The European Space Agency announced yesterday that Major Peake will join Expedition 46, launching in November or December 2015.

Major Timothy Peake''Picture: Lewis Whyld/PA Wire

Major Timothy Peake''Picture: Lewis Whyld/PA Wire

The 41-year-old, who is originally from Chichester, will fly to the 400-tonne International Space Station.

His mission will make him the first UK national to live and work in space, and to fly the Union flag, on a British-government-funded programme

His parents Nigel and Angela Peake, who live in Westbourne, near Emsworth, were just as excited as their son yesterday as they heard the announcement.

Mr Peake, 70, told The News: ‘We’re both very proud.

‘We’re delighted for him because it’s what he has wanted and been training for. We are looking forward to hearing about all his adventures.’

A former helicopter test pilot and major in the British Army, the dad-of-two has been undergoing gruelling training in locations across the world since 2009 to prepare him for the expedition.

After graduating from basic astronaut training in November 2010, he continued training to increase his skills in weightlessness, including working in spacesuits.
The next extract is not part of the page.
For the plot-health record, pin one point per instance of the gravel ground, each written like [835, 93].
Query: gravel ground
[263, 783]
In 2011, Tim went to Sardinia to live in a cave for week to simulate the kind of isolation experienced in space exploration.

Last year, he spent almost two weeks in an underwater base off the coast of Florida.
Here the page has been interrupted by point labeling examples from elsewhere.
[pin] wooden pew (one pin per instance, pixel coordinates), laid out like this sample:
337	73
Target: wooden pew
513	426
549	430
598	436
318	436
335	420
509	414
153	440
The course focused on working on a simulated asteroid.

Yesterday Maj Tim said: ‘This is another important mission for Europe and in particular a wonderful opportunity for European science, industry and education to benefit from microgravity research.
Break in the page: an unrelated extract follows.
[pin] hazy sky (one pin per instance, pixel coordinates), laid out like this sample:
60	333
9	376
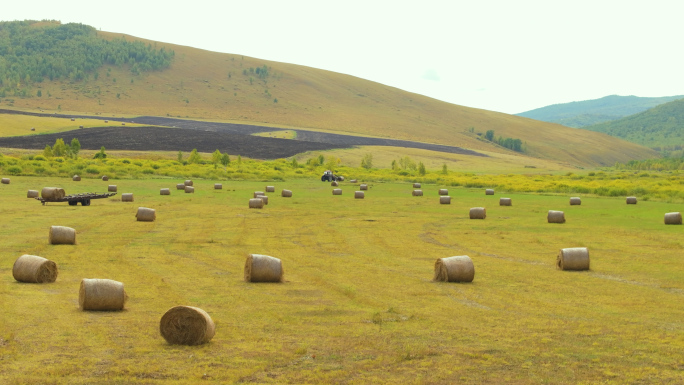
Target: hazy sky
509	55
‘I’m extremely grateful to the ground support teams who make it possible for us to push the boundaries of knowledge through human spaceflight and exploration.’

Mr Peake said his son’s most difficult challenge has been learning a new language.

‘He’s had to learn Russian as he’s going up with Russian cosmonauts,’ he said.

‘I think he felt that was the most difficult thing – the rest he loves.

‘He’s never been a great one for languages. But he’s stuck at it and passed – which is typical of him.’

Video conferences will keep loved ones in the loop

MAJOR Tim Peake is hoping to be able to keep in touch via a weekly video link.

His dad Nigel said: ‘For his wife and children, they will be able to have a private video conference with him which is great.

‘When he was in Florida recently on an underwater expedition, he kept in touch with us by e-mail. There’s doesn’t seem a place you can go now where you can’t keep in touch, whether it’s underwater or in deep space.’

To get to the ISS Maj Peake will ride a Soyuz rocket from Baikonur in Kazakhstan. The mission will last six months.